California porpoise on the brink of extinction. Only 30 individuals remain
The California porpoise is one of the smallest cetaceans. It is called „panda mórz” due to the dark circuitsódki wokół eyes. It is an endemic species and inhabits only coastal regions in póThe northern part of the Gulf of California. In 1999, the population of this species was estimated at about 560 individualsów, however, the situation of the species has significantly worsened. Currently there are only 30.
In the Red Book maintained by the International Union for Conservation of Nature – IUCN), whichóra contains a list of speciesóin plants and animals at risk of extinction, the California porpoise is categorized as critically endangered.
HeadóThe California harbor porpoise is threatened by incidental catches. Juveniles are often caught in fisherman’s netsów. Plus, according to the International Committee for the Recovery of the Vaquita (CIRVA), they are also threatened by poachers.
"At this rate of population decline, the porpoise will be extinct by 2022, and this despite the ban on gillnets and prób his enforcement. The already dramatic situation has worsened further" – reads the report cited by AFP.
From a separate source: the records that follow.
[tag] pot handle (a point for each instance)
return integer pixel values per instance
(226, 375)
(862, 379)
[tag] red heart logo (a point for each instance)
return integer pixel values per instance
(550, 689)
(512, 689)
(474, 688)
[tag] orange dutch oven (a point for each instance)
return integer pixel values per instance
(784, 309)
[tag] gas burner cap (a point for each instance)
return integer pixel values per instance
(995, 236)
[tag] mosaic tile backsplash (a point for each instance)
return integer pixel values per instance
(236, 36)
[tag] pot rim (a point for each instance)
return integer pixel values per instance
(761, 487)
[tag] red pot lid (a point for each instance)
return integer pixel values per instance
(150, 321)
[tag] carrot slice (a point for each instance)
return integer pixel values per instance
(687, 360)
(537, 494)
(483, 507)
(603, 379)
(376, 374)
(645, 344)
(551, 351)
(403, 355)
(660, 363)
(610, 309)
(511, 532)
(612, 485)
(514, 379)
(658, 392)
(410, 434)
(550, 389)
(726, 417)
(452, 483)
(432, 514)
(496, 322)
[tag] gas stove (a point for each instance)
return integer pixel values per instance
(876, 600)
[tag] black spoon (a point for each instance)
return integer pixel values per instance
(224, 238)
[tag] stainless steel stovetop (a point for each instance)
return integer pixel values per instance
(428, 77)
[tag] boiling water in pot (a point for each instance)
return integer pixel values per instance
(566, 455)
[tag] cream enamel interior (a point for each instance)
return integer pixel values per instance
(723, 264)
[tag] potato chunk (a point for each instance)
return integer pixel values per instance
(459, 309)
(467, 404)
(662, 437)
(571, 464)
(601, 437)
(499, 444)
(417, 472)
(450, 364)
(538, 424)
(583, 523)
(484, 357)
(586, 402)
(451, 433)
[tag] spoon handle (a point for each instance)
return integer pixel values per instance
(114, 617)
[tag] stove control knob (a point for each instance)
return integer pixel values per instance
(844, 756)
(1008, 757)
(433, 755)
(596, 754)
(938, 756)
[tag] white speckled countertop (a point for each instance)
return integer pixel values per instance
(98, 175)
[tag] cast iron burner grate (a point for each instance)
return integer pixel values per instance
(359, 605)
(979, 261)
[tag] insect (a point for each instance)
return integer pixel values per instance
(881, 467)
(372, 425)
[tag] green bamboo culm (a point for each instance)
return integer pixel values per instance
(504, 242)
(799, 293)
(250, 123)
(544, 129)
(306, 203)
Gill nets are bottom nets set vertically and loaded with weights. They often stretch for several kilometersów. The Gulf of California is used for illegal fishingów fish from another endangered species – totoab. On occasion, California porpoises are caught in them.
California researchers, in order to preserve the species, intend to capture a few individualsów and put them in a marine enclosure where they could reproduce. The idea has been bombarded by environmentalistów, whichóers say the little cetaceans won’t survive it.